Widodo maintains high approval, new poll confirms
JAKARTA: A fresh survey has confirmed that the approval rating of Indonesian President Joko Widodo is still high, showing nearly 70% satisfaction with how the country is being run, despite ongoing negative campaigns by his opponents.
The level of public satisfaction with his administration, now approaching the end of its third year, stood at 68.3% according to the survey conducted from Sept 17-24 by pollster Indikator Politik Indonesia.
“Since April 2016, Widodo’s approval ratings have been stable at above 60%,” the survey said.
The approval rating confirmed the results of two other polls conducted recently.
A survey last month by an Indonesian thinktank, the Centre for Strategic and International Studies, also showed his approval rating at 68.3%, while another survey published last week by pollster Saiful Mujani Research and Consulting put it at 68%.
The latest poll was based on face-to-face interviews of 1,220 people, conducted from Sept 17-24 throughout the country.
According to the survey, the level of confidence in September over the president’s ability to lead the country was 72.6%, holding steady above the 70% mark as it has since March 2016.

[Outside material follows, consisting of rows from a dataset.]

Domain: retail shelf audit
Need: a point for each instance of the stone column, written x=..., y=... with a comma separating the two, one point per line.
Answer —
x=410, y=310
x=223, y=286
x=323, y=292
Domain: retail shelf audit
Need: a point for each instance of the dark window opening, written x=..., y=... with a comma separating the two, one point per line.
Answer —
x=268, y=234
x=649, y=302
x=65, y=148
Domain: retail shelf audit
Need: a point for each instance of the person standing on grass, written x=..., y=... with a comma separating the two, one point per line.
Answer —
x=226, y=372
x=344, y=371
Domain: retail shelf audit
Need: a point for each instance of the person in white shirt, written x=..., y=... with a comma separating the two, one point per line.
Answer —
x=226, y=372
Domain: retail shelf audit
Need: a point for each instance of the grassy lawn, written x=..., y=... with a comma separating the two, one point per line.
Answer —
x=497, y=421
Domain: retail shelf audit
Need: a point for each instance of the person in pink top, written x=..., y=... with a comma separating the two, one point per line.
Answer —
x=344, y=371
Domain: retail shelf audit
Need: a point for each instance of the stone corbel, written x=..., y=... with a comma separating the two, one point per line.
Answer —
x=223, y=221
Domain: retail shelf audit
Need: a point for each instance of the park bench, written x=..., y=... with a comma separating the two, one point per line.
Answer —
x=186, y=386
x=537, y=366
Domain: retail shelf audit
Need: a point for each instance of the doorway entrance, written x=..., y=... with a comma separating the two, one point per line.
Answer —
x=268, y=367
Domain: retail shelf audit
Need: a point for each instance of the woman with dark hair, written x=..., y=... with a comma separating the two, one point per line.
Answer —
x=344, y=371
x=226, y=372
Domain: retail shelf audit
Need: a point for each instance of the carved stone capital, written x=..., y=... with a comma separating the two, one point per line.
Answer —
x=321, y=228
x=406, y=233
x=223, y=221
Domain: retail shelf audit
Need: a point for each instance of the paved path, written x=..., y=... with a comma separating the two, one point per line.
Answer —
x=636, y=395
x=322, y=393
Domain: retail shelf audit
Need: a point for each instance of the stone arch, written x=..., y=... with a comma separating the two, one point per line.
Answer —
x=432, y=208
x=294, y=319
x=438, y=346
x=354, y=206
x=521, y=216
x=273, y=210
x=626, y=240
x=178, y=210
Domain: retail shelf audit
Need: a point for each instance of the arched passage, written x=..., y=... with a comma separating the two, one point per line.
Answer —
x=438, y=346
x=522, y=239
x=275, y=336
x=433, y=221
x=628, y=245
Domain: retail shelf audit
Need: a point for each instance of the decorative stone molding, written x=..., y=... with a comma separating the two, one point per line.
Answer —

Mr Widodo’s performance was considered good particularly in building infrastructure — including in the leastdeveloped eastern part of the country that had been neglected by previous administrations — as well as in guaranteeing equal access to education and health services for Indonesian citizens and in enforcing tough measures against terrorism and drug trafficking, the survey revealed.
The study also showed that Mr Widodo’s electability rose from 54.9% in August 2016 to 58.8% in September of this year, in contrast to his main rival, 2014 presidential runner-up Prabowo Subianto, whose corresponding figure remained flat at around 31%.
Indikator’s Executive Director Burhanuddin Muhtadi stressed, however, that although Mr Prabowo’s electability was still much lower than Mr Widodo’s, it should be noted that the number has held despite the former army general not conducting any systematic political campaigning for the past three years.
“It proves that the basis of Prabowo’s loyalists is very strong,” Mr Burhanuddin said.
Ahead of the 2019 presidential election, negative campaigns against Mr Widodo have been launched by his political opponents hoping to prevent his re-election.
Rumours circulated in apparent attempts to damage Mr Widodo have included labeling him a former Catholic and linking him to the outlawed Indonesian Communist Party, which is blamed for launching an aborted coup in 1965, by purported family connections to Chinese communism.
According to the survey, however, the majority of respondents did not believe such claims.